Five Courses Of Beautiful, Fascinating, Deliciousness

Author: Kasia Yoko
Date: 2014-11-21

Dinner at Hartford House is a spectacular five-course affair, served in the grandeur of a timeless dining room, or in the candlelit splendour of one of Africa's great verandas. Hartford House is surrounded by lush gardens and specialist farms producing some of the finest ingredients a chef could wish for. At Hartford House you can feel the passion in every meal here reflects our obsession. We live in one of the planet's great pantries, a world of rich soils, a wonderful climate and bountiful harvests. "In season" and local, are our keys.

An intimate and romantic setting awaits you at Hartford House, voted in the Top Five Restaurants in the country in 2013; this really is a culinary experience in every sense of the word. Each course that is served by the talented duo in the Hartford House kitchen, Travis Finch and Brendon Ryan, creates an explosion of flavour. The inventive choice of serving platters adds to the experience of dining. Black slate, taupe sandstone and light stone all form a palette, on which daily specials are displayed.

At Hartford house it all about fine dining without the pompousness. Well trained staff that are passionate about every individual guest's experience. Here you can expect to be met with a beautiful smile together with a relaxed friendly atmosphere. An air of calmness and warmth fills the restaurant. "Hartford House is unique venue." Explains Chef Travis, "Here my food is explained to our patrons and each dish is introduced in it entirety. We know where each ingredient for our dishes comes from and we love supporting the local artisan producers. We like to think that our food is innovative and relevant."

Chef Travis warmth and the gentle soul is what powers his creativity. Having travelled extensively around the world he has managed to capture the unique essence of food preparations and introduced it to the kitchen here in the Midlands. Chef Travis' food is not just beautiful to look at; its presented came across most strongly in the presentation and the complex combinations of flavours.Hay smoked asparagus was one of my favourites.

Chef Travis' love affair with food started relatively late in life, in fact he wanted to be a professional rugby player but it was not to be and a Italian girlfriend first introduced him to serious cuisine - at the age of seventeen Travis perfected a complicated dish of Oxtail risotto with Sangiovese grapes. Today Travis still remembers the important moment when he felt the deep, meaty flavour of oxtail, which mellowed the dryness of sangiovese, allowing the grape to caress the tongue.

Built in 1875, this inn is steeped in history and misty beauty.
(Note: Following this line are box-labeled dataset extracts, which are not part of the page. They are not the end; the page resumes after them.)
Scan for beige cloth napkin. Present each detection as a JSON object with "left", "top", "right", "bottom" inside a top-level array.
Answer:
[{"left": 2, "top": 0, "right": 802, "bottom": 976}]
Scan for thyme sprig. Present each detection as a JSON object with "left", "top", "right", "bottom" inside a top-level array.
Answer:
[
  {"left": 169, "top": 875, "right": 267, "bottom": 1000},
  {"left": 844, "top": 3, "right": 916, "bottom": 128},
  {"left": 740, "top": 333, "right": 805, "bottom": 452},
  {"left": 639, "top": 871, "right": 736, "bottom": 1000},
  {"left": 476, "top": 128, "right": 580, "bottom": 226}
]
High up on the Meander, in the foothills of the Drakensberg, and adjacent to the Summerhill racing stud, it's a deliciously luxurious, if rather formal, escape for the lucky few. A few of the suites are in the original house; others front an ethereal, lovely lake. Each suite is different, decorated in a gloriously eclectic collision of fabrics and furnishings from Africa, Europe, and the East. The food, which has garnered top honours, is just as rich and eclectically surprising. Dinner (R325 for a five-course set menu, reservations essential), which the chefs start preparing at dawn, is an unforgettable event with wines to match. Summerhill Stud, the neighbouring thoroughbred racehorse stud farm, is a great place to visit if you have a few hours.